こうした性質から、黒は死、アンデッド、畏怖、悲しみ/抑うつ、苦痛、拷問、闇、疫病、腐敗/衰退、寄生、昆虫/蜘蛛[注釈 1]、害獣、汚職、不純/汚染、減少、偽り、操作、計画的な破壊、処刑、自他を含めた犠牲など、他の色が忌み嫌うが黒にとっては効率的な手段を用いる。また、それに対する倫理的な批判を気にしない現実主義、利己主義、道徳外、マキャベリズム、個人主義、自己陶酔的といった性格を持つ。これらが黒が表すものとされる。
黒と青は共に自己利益を求め、策略や技術や知識を愛用することから友好色とされる。ただし青は全体主義的な面も併せ持つため、そこにおいて純粋な利己主義者である黒と対立する。
黒と赤は共に自己中心的で、破壊を好むことから友好色とされる。
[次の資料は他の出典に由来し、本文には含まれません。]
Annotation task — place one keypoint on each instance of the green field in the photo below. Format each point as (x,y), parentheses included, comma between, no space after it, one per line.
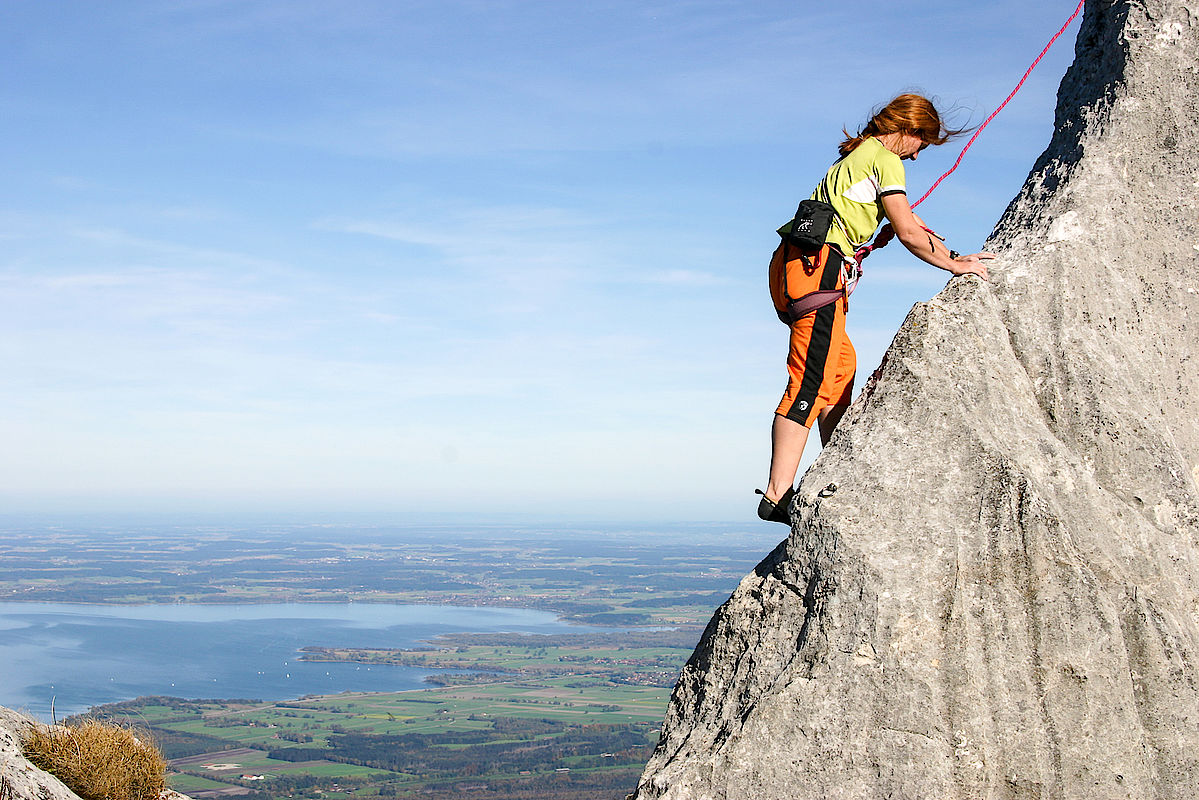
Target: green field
(550,738)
ただし赤は無計画で利他的な面も持つため、この点においては計画的で利己的な黒と対立する。
白や緑は全体主義的な性質を持ち、利害に縛られない面を持つため、利己主義者であり、利害によって他者を支配しようとする黒の対抗色となる。
- 黒はしばしば邪悪さを象徴する色と見做されることが多く、実際その通りであることが多いが、これは上記の理念によって生じる結果的なものに過ぎない。カラーパイと物事の善悪は本来無関係である。そのため、黒のカードや黒に属する組織やキャラクターのすべてが善性や道徳心を欠如しているというわけではない。例えば漆黒の手教団/Order of the Ebon Handは信仰と引き換えとは言え領土外の飢餓の村落への食糧援助を行っていたり、ヤヘンニ/Yahenniは道徳観念の強い人物であったりする。梅澤俊郎/Toshiro Umezawaは黒で正義感を持った人物を描く試みとなった。
その他
- 黒がデッキにタッチされると、「ダーク〜」という名前が冠せられることが多い(例:ダークファイアーズ、ダークジェスカイ)。
- マジックの色とは関係ないが、コモンカードと基本土地のエキスパンション・シンボルは黒色である。また、ほとんどのカード・セットのカードの外枠は黒色である(→黒枠)。
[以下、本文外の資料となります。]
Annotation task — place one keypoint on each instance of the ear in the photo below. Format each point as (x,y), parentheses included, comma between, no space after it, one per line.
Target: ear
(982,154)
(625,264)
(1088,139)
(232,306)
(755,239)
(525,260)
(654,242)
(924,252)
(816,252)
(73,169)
- 黒が下地のデザインなどでは紫が代用される(テーロス還魂記の沼、イニストラード:真夜中の狩りの永遠の夜ショーケース)。
脚注
注釈
出典
- ↑ Dragon Along/ドラゴンとともに(Making Magic 2013年4月22日 Mark Rosewater著)
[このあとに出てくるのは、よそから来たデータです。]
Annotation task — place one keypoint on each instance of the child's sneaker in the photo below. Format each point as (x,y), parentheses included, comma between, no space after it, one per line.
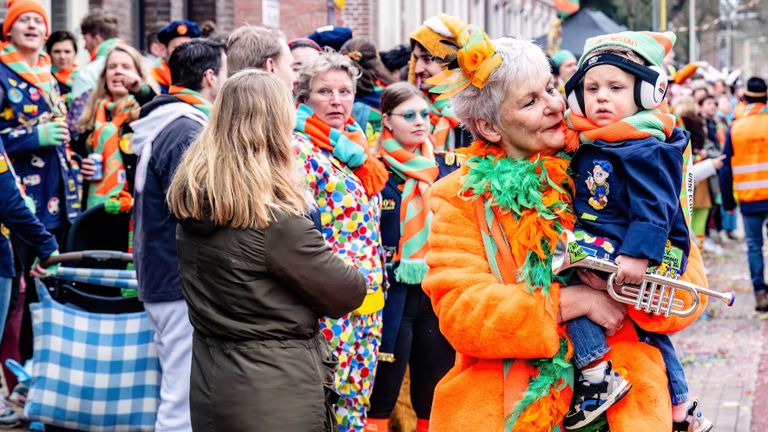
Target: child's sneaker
(695,422)
(590,400)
- ↑ M14versing/マルチバース劇場・『基本セット2014』編(Latest Developments 2013年7月19日 Sam Stoddard著)
- ↑ さらなる死出(Making Magic 2020年1月20日)
- ↑ Just saw Mire in Misery, this is the black...(Blogatog 2019年8月8日)
- ↑ With the new Braids letting you sacrifice your own...(Blogatog 2022年8月18日)
- ↑ Twitter(2023年9月8日 Ben Bleiweissとの会話)
- ↑ 選択せよ その1(Making Magic 2018年2月5日) - 問15の解説
- ↑ Blogatog(Mark RosewaterのBlog 2018年3月14日)
- ↑ @EthanFleischer(Ethan FleischerのTwitter 2018年6月29日)
- ↑ Blogatog(Mark RosewaterのBlog 2018年9月15日)
- ↑ Blogatog(Blogatog 2021年10月4日)
参考
- In the Black(Making Magic 2004年2月2日 Mark Rosewater著)
- In the Black ─黒い闇の中で─(Braingeyser、上の記事の和訳)
- Defining Black(Latest Developments 2004年2月6日)
- 黒の定義 −フレーバー、機能、ゲームバランスの調整─(Braingeyser、上の記事の和訳)
- Looking Out For Number One(Making Magic 2008年10月20日 Mark Rosewater著 グリクシスウィーク記事)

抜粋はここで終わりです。